Tuesday, October 25, 2022

PENGERTIAN EKSEPSI




Secara umum, ‘eksepsi’ memiliki arti pengecualian. Namun, dalam hukum acara perdata eksepsi berarti tangkisan atau bantahan (objection) yang ditujukan kepada hal yang menyangkut syarat-syarat atau formalitas gugatan, yaitu jika gugatan yang diajukan, mengandung cacat atau pelanggaran formil yang mengakibatkan gugatan tidak sah sehingga tidak dapat diterima (inadmissible). Dengan demikian, keberatan yang diajukan dalam bentuk eksepsi tidak ditujukan dan tidak menyinggung bantahan terhadap pokok perkara (verweer ten principale)[1].

    Dalam penyusunan dokumen jawab jinawab, terutama jawaban, para penangan perkara seringkali lebih fokus kepada pokok perkara.
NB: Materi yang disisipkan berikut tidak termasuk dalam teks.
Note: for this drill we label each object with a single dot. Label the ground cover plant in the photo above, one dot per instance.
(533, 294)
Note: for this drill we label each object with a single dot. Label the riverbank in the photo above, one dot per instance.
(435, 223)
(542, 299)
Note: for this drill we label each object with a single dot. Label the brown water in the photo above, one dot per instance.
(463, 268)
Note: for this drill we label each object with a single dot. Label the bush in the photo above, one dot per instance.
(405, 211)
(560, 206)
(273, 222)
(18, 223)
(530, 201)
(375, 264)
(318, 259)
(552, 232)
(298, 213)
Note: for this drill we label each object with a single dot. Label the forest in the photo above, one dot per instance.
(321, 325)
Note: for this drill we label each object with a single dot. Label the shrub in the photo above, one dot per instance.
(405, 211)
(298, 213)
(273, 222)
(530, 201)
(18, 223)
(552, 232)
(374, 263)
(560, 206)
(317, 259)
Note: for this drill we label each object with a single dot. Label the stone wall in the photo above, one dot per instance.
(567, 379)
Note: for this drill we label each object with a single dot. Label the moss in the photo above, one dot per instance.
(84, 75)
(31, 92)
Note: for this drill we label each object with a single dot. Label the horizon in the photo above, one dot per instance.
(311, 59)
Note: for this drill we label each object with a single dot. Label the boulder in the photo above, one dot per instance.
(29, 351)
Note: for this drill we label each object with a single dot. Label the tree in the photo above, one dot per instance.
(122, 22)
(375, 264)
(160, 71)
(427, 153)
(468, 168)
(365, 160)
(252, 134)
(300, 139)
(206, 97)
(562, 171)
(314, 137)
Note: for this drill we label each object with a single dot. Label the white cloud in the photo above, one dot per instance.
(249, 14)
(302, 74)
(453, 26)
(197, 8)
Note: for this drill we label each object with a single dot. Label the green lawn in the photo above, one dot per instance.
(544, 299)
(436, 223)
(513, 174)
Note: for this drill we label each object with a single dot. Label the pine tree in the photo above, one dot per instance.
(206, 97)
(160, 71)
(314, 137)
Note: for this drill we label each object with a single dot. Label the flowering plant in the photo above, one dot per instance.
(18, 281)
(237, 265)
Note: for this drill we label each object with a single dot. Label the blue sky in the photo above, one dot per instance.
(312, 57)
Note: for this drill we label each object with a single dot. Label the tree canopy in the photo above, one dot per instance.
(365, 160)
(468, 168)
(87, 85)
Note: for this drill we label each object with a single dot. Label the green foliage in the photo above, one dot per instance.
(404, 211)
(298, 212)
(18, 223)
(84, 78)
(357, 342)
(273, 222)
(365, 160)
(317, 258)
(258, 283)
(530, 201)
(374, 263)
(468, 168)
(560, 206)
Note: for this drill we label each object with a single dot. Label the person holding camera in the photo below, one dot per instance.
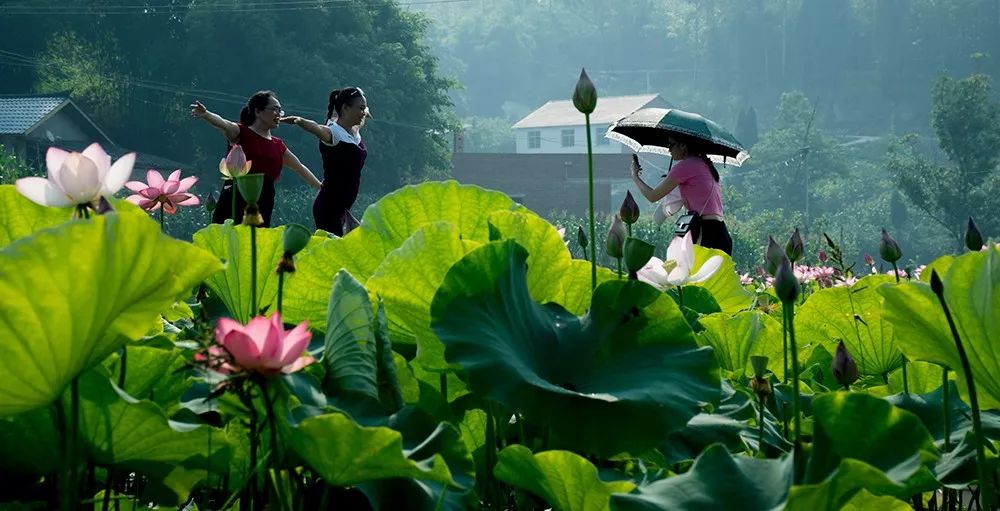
(698, 180)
Hal tersebut memang tepat karena dalam pokok perkara, penangan perkara memiliki kesempatan untuk menjawab dan menjelaskan keseluruhan proses perbuatan hukum yang telah dilakukan. Akan tetapi, jika penangan perkara jeli dan mengenal bentuk-bentuk eksepsi, bukan tidak mungkin majelis hakim kemudian akan mengabulkan eksepsi tersebut pada putusan sela. Eksepsi dapat diajukan oleh Tergugat pada saat menjawab surat gugatan Penggugat pada sidang pertama setelah gagalnya proses mediasi yang difasilitasi oleh pengadilan tingkat pertama (vide Pasal 121 ayat (2) HIR).  Berikut adalah jenis-jenis eksepsi yang dikenal dalam hukum acara perdata dan dapat digunakan oleh penangan perkara DJKN saat beracara di pengadilan :[2]
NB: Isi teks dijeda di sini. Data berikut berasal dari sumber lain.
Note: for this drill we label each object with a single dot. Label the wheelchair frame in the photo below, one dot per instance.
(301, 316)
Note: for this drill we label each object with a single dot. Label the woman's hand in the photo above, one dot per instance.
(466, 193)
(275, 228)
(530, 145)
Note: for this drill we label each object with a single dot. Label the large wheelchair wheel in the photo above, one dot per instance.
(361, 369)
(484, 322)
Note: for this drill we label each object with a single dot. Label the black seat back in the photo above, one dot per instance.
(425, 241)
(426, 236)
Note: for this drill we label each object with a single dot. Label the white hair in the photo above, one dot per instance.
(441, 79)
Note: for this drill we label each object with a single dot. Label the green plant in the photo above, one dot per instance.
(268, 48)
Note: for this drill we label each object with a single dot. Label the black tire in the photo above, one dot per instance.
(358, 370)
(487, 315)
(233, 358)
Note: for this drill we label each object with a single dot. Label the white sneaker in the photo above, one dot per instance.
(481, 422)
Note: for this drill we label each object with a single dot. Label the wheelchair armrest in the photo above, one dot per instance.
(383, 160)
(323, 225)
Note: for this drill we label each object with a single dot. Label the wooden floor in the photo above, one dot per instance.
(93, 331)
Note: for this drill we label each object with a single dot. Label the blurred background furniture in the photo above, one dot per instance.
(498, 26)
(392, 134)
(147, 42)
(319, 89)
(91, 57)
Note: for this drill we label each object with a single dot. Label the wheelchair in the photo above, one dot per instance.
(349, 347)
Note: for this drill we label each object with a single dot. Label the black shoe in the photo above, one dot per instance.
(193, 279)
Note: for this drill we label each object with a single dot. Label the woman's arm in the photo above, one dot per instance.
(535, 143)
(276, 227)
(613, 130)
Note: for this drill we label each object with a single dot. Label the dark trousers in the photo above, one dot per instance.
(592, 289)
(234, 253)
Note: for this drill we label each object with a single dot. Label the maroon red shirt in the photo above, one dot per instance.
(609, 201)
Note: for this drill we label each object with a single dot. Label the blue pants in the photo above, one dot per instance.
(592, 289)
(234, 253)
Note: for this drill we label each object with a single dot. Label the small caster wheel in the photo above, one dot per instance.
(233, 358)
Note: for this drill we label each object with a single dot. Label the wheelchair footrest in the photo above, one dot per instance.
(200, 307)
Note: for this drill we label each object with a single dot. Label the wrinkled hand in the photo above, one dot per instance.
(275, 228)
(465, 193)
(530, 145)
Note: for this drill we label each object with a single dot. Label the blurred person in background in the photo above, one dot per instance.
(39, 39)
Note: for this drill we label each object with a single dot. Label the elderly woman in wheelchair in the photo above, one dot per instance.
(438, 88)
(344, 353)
1.   Eksepsi formal / eksepsi prosesual (Processuele Exceptie), adalah eksepsi berdasarkan keabsahan formal suatu gugatan. Secara garis besar, eksepsi ini terbagi menjadi dua jenis, yakni :

a.   Eksepsi Kompetensi Absolut : eksepsi yang menyangkut pembagian kekuasaan antara badan-badan peradilan untuk memeriksa perkara, apakah peradilan umum, peradilan agama, peradilan militer atau peradilan tata usaha negara. Sesuai dengan ketentuan hukum acara, majelis hakim harus menyatakan dirinya tidak berwenang untuk memeriksa perkara yang bukan merupakan kewenangannya dan tidak tergantung kepada ada tidaknya eksepsi Tergugat.

Pada praktiknya, para majelis hakim di pengadilan negeri dan pengadilan agama cenderung lebih pasif dan meminta para pihak yang mengajukan eksepsi kompetensi absolut untuk mengajukan bukti awal sebelum menjatuhkan putusan sela. Sementara itu, majelis hakim pada PTUN lebih bersikap aktif terhadap gugatan yang masuk sehingga apabila suatu perkara ternyata bukan menjadi kewenangan PTUN maka perkara tersebut sudah gugur pada dismissal process sebelum memasuki persidangan.

b. Eksepsi Kompetensi Relatif : ​​​eksepsi yang berkaitan dengan yurisdiksi atau wilayah hukum dari suatu pengadilan dalam satu lingkungan peradilan yang sama dan diatur dalam Pasal 118 HIR. Berdasarkan ketentuan tersebut, cara menentukan kewenangan relafif Pengadilan Negeri berdasarkan asas-asas sebagai berikut :

·     Actor sequitur forum rei (forum domicile) : yang berwenang mengadili sengketa adalah Pengadilan Negeri di daerah hukum tempat tergugat bertempat tinggal.

·     Actor sequitur forum rei dengan hak opsi : digunakan apabila Tergugat terdiri dari beberapa orang, dan masing-masing bertempat tinggal di wilayah hukum Pengadilan Negeri yang berbeda, undang-undang memberikan hak opsi kepada Penggugat untuk memilih Pengadilan Negeri mana yang dianggapnya paling menguntungkan.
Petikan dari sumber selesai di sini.